But it’s only 9.30 and our meeting is due to finish at 5pm, and short of pulling the plug totally, which I imagine would involve me yanking a fire alarm, shrugging my shoulders, and diving out of the nearest open window, I have to endure. I want to endure. These meetings are rare, special, a chance to be with people I like, and I don’t want to leave.

So I sit, I focus, and I wait for the waters of my fatigue, currently threatening to wash me away entirely, to recede.

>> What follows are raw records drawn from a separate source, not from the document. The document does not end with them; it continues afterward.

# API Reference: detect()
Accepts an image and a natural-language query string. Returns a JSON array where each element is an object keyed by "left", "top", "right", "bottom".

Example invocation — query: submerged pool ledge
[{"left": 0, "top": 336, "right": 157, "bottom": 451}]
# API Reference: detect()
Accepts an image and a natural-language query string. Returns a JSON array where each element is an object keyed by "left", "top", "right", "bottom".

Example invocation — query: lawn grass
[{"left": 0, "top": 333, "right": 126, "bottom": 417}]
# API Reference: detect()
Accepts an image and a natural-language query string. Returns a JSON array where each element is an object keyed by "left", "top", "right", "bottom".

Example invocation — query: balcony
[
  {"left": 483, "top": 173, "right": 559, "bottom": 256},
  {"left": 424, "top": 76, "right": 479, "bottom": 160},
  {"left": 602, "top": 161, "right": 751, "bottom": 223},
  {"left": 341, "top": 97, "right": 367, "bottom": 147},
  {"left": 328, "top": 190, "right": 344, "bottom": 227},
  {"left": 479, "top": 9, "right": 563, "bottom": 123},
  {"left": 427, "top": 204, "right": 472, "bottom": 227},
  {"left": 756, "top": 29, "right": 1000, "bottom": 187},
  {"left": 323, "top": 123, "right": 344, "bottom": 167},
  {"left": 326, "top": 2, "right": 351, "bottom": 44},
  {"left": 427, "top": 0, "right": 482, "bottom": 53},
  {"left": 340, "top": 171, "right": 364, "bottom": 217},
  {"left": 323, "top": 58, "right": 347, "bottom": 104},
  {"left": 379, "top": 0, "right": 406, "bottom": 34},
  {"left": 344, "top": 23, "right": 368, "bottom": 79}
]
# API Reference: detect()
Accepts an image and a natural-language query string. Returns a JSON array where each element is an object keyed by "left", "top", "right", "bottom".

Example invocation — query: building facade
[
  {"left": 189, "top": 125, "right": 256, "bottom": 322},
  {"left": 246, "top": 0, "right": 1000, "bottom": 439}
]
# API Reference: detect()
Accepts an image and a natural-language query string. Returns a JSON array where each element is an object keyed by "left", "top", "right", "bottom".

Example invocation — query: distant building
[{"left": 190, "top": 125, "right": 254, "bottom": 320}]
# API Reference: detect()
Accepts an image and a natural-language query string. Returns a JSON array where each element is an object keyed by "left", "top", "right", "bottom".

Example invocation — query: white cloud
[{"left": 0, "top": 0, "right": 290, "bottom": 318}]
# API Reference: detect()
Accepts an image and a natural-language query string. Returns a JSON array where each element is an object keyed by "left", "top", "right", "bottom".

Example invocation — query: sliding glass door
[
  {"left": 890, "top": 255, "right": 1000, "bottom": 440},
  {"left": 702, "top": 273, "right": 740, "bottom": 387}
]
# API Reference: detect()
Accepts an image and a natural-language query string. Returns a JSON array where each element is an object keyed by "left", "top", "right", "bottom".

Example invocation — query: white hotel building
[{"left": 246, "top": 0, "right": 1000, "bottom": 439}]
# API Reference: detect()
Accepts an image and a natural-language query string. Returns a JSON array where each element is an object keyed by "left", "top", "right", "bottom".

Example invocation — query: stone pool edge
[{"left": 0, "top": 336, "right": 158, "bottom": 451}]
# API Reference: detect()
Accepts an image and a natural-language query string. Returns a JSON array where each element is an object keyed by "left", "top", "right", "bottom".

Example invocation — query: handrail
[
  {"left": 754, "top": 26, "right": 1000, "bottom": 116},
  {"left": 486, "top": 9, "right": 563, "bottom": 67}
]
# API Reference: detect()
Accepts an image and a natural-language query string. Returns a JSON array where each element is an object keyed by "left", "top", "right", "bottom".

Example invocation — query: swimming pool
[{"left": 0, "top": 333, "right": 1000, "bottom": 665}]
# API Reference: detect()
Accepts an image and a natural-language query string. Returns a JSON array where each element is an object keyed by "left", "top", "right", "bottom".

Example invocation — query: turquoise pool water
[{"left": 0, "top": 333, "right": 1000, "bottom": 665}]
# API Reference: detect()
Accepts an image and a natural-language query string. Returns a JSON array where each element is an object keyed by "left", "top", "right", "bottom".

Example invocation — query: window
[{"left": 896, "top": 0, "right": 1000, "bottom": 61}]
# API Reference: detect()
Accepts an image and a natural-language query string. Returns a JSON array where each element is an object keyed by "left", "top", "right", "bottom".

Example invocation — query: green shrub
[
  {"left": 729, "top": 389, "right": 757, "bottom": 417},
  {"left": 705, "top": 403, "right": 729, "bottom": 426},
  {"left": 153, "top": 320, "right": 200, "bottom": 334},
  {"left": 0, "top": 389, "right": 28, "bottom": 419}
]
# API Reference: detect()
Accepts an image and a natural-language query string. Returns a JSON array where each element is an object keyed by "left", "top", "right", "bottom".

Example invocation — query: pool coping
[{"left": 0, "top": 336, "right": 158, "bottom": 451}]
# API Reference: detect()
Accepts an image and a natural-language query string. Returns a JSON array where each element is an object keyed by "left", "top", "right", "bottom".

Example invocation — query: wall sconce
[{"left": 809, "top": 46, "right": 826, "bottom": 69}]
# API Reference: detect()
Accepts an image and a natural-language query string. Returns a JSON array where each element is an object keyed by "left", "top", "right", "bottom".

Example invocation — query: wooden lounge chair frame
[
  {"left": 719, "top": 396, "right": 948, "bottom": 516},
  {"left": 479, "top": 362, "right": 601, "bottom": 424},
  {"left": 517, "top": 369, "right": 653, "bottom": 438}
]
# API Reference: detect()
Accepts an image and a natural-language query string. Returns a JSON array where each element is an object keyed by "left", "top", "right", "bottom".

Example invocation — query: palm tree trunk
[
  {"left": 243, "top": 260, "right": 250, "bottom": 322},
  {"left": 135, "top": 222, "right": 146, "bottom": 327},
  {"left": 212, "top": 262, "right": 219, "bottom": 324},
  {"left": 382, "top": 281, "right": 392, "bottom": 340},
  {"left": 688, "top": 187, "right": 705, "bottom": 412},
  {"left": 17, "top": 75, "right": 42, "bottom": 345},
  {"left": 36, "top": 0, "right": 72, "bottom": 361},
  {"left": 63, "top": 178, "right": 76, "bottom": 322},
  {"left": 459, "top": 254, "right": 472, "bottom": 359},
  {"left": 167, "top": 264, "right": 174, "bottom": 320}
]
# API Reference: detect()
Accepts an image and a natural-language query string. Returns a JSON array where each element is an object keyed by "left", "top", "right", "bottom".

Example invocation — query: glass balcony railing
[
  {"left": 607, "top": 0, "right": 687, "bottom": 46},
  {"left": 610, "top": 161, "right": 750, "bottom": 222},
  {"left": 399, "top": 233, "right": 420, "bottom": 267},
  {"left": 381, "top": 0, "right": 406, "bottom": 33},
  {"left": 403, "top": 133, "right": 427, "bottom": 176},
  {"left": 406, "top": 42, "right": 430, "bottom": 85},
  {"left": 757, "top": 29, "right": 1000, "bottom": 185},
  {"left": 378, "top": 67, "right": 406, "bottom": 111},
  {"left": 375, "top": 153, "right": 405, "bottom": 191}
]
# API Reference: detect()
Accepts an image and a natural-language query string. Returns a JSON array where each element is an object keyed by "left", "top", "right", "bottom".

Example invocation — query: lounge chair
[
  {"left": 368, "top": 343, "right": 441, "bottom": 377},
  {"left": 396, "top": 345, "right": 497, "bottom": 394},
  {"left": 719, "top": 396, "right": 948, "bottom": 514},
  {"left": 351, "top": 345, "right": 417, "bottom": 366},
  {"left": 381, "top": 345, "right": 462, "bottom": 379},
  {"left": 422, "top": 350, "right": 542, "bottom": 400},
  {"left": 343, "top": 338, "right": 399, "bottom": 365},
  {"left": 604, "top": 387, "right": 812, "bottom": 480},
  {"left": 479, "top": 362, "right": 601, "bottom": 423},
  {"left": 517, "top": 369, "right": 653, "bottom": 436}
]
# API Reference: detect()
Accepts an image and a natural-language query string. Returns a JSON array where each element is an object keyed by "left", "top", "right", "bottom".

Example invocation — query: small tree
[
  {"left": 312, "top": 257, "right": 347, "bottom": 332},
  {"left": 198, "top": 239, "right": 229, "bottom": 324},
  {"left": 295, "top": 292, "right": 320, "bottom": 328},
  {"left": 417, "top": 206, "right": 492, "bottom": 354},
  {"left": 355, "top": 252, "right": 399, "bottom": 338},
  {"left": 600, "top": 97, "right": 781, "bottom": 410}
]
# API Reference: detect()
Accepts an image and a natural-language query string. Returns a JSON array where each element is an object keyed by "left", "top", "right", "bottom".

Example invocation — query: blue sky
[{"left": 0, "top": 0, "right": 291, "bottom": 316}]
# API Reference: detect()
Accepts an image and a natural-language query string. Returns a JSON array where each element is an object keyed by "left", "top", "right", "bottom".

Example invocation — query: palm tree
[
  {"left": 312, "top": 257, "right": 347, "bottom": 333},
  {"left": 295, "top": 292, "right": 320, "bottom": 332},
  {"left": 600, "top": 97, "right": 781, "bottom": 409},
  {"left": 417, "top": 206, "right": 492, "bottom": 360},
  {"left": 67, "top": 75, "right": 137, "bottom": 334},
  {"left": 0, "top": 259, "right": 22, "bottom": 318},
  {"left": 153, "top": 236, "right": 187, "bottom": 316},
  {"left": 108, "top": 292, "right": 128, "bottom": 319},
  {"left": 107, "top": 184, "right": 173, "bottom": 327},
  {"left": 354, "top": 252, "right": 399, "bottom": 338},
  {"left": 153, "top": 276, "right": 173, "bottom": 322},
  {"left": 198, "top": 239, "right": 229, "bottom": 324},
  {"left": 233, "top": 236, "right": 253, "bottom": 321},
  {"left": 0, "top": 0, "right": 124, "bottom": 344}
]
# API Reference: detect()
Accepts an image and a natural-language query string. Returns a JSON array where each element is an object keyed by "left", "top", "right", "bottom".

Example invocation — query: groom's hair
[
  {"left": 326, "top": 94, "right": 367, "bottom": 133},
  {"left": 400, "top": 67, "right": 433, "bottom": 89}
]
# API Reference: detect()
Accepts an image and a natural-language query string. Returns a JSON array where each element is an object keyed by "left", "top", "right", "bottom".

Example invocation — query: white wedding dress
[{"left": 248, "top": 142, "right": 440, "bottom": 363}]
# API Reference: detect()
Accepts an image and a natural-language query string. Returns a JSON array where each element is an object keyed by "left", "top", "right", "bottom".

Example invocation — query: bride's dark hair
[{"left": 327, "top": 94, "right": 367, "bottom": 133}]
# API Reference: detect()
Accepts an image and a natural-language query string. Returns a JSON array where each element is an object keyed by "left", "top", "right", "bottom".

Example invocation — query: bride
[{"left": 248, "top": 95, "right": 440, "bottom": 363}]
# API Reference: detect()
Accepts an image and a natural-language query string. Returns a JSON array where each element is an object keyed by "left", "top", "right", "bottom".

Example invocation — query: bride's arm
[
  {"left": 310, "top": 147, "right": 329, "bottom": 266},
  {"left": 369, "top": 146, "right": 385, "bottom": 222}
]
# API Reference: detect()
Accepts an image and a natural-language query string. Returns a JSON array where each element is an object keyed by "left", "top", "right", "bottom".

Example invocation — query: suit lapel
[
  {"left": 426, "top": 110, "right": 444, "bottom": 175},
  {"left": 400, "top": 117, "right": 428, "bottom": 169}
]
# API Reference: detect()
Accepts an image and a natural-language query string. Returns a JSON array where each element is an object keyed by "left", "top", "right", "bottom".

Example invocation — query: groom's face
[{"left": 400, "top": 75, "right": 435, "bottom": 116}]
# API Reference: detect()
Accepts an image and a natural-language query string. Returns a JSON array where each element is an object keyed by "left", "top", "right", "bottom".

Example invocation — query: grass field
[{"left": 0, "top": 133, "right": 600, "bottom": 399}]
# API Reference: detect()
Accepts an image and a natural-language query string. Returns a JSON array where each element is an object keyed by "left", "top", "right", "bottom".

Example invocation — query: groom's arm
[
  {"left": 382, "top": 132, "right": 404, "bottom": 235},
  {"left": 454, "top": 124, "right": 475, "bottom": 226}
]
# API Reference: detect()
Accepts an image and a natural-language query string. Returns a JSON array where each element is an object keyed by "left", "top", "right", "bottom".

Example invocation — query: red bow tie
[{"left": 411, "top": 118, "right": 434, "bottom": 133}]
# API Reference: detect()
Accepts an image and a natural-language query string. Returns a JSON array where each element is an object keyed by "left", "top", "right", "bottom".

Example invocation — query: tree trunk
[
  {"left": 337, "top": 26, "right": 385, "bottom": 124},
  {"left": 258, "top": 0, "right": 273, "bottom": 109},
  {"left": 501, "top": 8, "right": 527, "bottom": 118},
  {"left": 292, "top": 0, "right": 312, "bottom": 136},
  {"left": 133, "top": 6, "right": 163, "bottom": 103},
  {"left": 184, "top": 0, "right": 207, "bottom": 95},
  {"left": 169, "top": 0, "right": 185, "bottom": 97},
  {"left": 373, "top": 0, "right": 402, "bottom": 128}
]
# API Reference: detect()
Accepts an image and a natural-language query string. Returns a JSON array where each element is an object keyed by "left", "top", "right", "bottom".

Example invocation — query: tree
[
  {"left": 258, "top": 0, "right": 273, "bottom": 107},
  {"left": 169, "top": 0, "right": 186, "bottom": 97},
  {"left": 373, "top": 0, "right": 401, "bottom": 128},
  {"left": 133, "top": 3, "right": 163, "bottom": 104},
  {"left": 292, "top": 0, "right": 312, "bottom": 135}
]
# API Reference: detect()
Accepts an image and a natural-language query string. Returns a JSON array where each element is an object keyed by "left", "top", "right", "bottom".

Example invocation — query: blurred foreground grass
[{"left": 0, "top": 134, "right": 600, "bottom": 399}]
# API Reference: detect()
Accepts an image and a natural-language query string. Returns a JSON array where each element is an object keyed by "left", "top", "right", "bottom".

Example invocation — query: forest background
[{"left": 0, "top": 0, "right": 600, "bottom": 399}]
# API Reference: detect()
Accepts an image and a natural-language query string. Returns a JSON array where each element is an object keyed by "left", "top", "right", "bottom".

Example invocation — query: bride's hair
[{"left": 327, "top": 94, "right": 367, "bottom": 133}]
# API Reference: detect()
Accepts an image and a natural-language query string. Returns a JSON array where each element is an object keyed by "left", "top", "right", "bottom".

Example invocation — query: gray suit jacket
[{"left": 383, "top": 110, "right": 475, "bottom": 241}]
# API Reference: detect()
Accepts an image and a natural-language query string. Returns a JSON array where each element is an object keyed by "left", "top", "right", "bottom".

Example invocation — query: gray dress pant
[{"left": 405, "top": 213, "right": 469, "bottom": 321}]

We take a break for coffee and food. This poses two new challenges. If I drink caffeine it’ll help with my fatigue but caffeine is a diuretic and will fill my bladder, forcing me to use more catheters. I only have four keg-tappers for the day, I’ve already used one, and I’ll need another tonight. Also, if I drink something hot it’ll spike my temperature and I’ll temporarily lose the ability to walk. It’s a seven-minute walk to the coffee place and I don’t have the Rocinante. 14 minutes there and back is already right at the limit of my walking stamina. I opt to stick with water, stay as boringly hydrated as I can. 

I manage the whole day in this meeting, something I’m actively surprised by. When I get home I drag my ass through the door like an aging, oversized gummy bear sitting in summer sun and slowly melt onto the couch.

I rest and gradually restore my strength. A message pings on my phone from a long-time friend who had seen me during the day. 

‘You looked really tired today’

She knows me so well that she’s one of the few people who can say something like this without causing even the smallest offence. I actually cherish these friendships, you know a true friend when they can tell you you’re looking tired and all you feel is the warmth of their concern. 

And she’s right. Today destroyed me. I’m also glad of it. Being in the room with people I like, working together, like public speaking, like the podcast, is a privilege I will not take for granted. I know that the ability to do these things is by no means guaranteed in my position. My daily workouts, my friendships, the doctors and nurses who take such good care of me in an underfunded and sorely needed health system, my best friend Caz, all made this difficult day possible. I’m so grateful I could weep. I’ll keep doing this for as long as I’m able, and against all odds and for as long as I can I’ll spend my energy on the people and activities I love willingly.

I smile at my phone and tap out a reply: ‘That’s my secret, Cap…’

‘...I’m always tired’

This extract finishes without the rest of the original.